Ketika tiba di kampung, Siska pergi bersilaturahim ke rumah saudara-saudaranya. Tak lama kemudian, Siska sudah mulai masuk ke sekolah menengah pertama(SMP) sambil belajar agama di sebuah pesantren yang dekat dari sekolahnya. Saat pertama masuk sekolah, Siska belum bisa berbicara bahasa jawa. Dia pun bingung saat ditanya oleh teman barunya. Siska hanya bisa menjawab dengan senyuman ramah kepada mereka. Karena ia tidak bisa menjawab semua pertanyaan teman barunya itu.
Hari terus berjalan. Hari-hari Siska dipenuhi dengan berbagai macam lika-liku. Terkadang sedih, bahagia, ceria, kecewa, bahkan hingga menangis yang berkepanjangan, yang tak kunjung-kunjung berhenti.

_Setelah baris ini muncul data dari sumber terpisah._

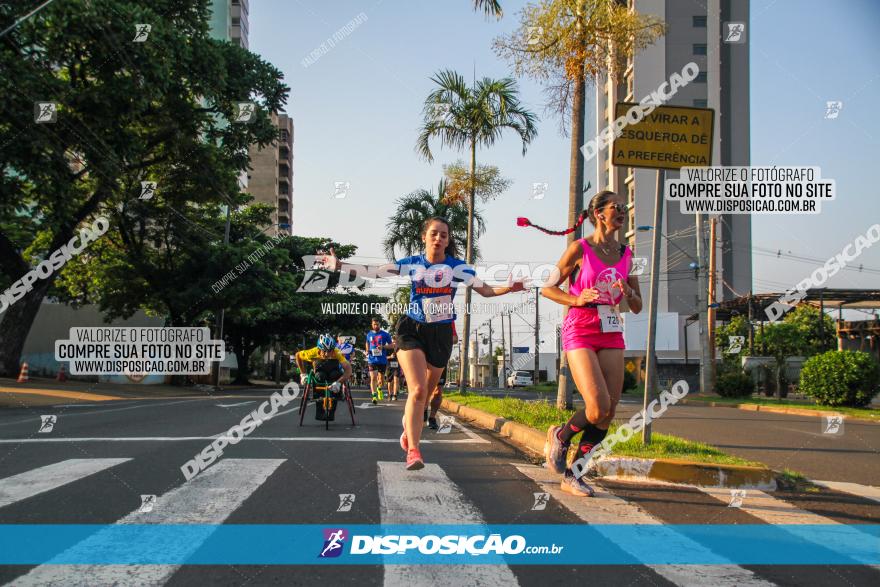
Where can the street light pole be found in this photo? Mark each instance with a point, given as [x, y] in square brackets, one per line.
[537, 336]
[221, 314]
[651, 367]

Namun, menurut Siska lebih banyak kenangan pahit dan perasaan sedih disana. Tapi dia tetap menjalani hidupnya disana dengan berusaha menguat-nguatkan diri untuk selalu tersenyum supaya tidak ada orang lain yang mengira kalau dirinya sebenarnya tidak begitu nyaman berada di desa. Semua itu ia rela lakukan agar bisa membuat kedua orang tuanya merasa bahagia di sana.